The random effects can go in the intercept term I think. I think in some models we talk about these as being intercept terms. Like group level intercepts, etc.

So originally we had:

target += normal_lpdf(Y | mu, sigma);

But mu was fixed effects + random effects like here:

// initialize linear predictor term
vector[N] mu = Intercept + Xc * b;
for (n in 1:N) {
  // add more terms to the linear predictor
  mu[n] += r_1_1[J_1[n]] * Z_1_1[n] + r_1_2[J_1[n]] * Z_1_2[n];
}

Now just do:

// initialize linear predictor term
vector[N] random_effects = rep_vector(Intercept, N); // Removed Xc * b
for (n in 1:N) {
  // add more terms to the linear predictor
  random_effects[n] += r_1_1[J_1[n]] * Z_1_1[n] + r_1_2[J_1[n]] * Z_1_2[n];
}

And call:

target += normal_id_glm_lpdf(Y | Xc, random_effects, b, sigma);

And I played around with this (Edit: I didn’t play around with the glm thing, just to be clear, I’m adding a separator above to indicate this is a different topic now) a while back but I think there’s a way we might be able to make the random effects calculation more efficient.

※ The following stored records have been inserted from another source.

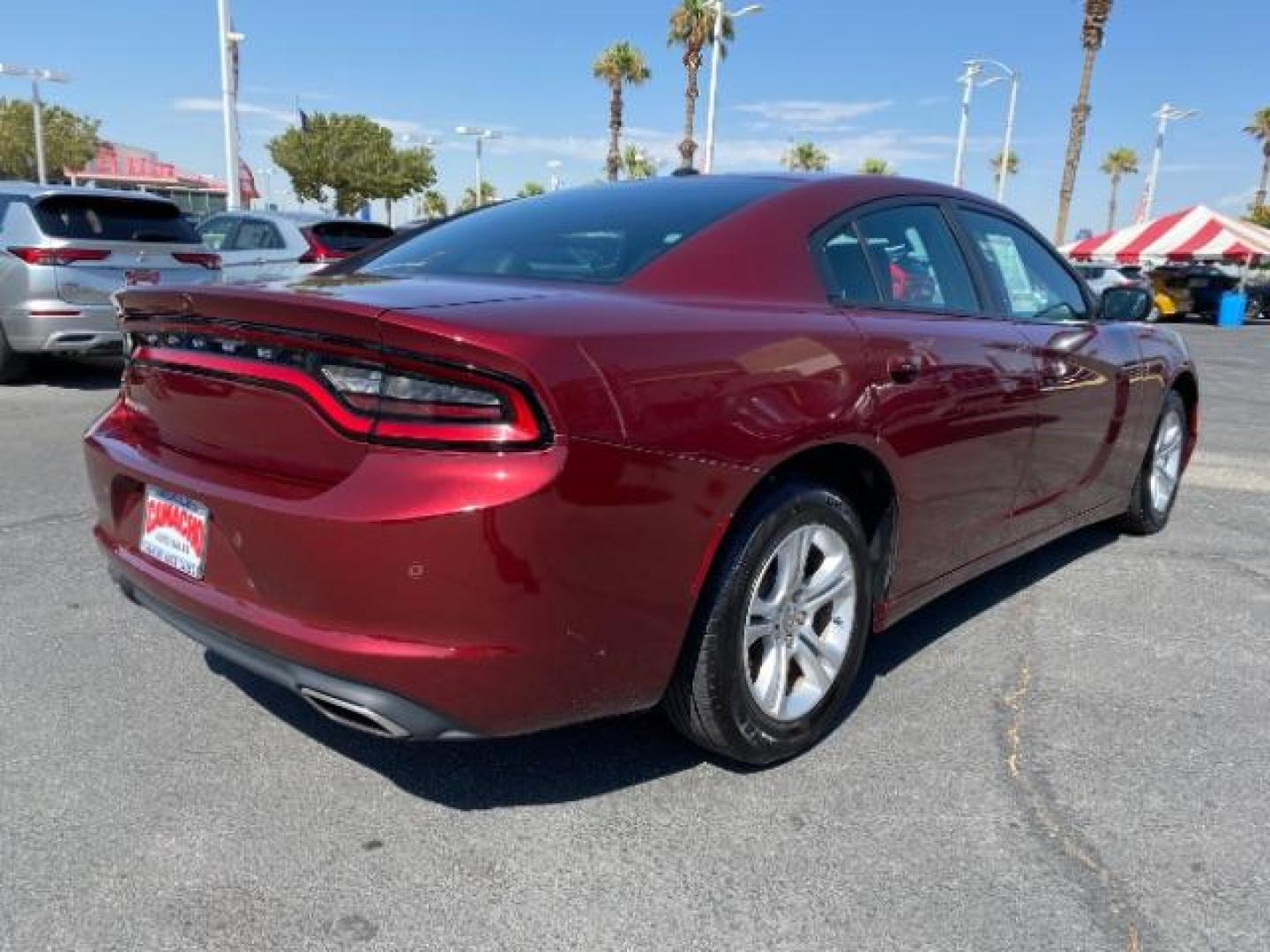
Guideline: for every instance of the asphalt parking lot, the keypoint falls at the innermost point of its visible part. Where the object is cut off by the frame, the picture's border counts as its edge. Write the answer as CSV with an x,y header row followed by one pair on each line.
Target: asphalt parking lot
x,y
1072,753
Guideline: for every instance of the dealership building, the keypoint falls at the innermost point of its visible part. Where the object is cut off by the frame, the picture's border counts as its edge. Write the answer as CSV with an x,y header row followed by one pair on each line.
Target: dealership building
x,y
124,167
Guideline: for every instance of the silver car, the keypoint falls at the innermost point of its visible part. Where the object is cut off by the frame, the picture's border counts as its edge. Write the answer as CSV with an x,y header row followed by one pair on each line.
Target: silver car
x,y
277,245
65,250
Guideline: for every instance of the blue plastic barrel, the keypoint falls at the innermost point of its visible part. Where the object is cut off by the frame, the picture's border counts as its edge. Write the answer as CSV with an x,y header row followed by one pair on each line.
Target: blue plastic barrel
x,y
1229,312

It’s kinda weird to talk about it being more efficient cause it’s already an incredibly fast thing (just looping through and doing a little simple addition), but check here: Group orderings in regression

The motivation there is that, maybe we have 100000 people. That means we have to compute 100000 random effects. But what if the difference in most of all these people is just one thing? So we could take the nth person’s value and then just adjust it to compute the (n + 1)th person’s value and that’s cheaper? Maybe there’s a way we can reorder the calculations to do a lot less math?

I am not sure which of the two versions are to be preferred. The first by @stevebronder (including random effects in b) requires a lot of sparse matrix stuff because the the all_x_stuff will be super sparse.

The proposal by @bbbales2 has the problem that we only get the speed up benefit for the fixed effects and not for the random effects so I am not sure how much speed up this ends up being in the end.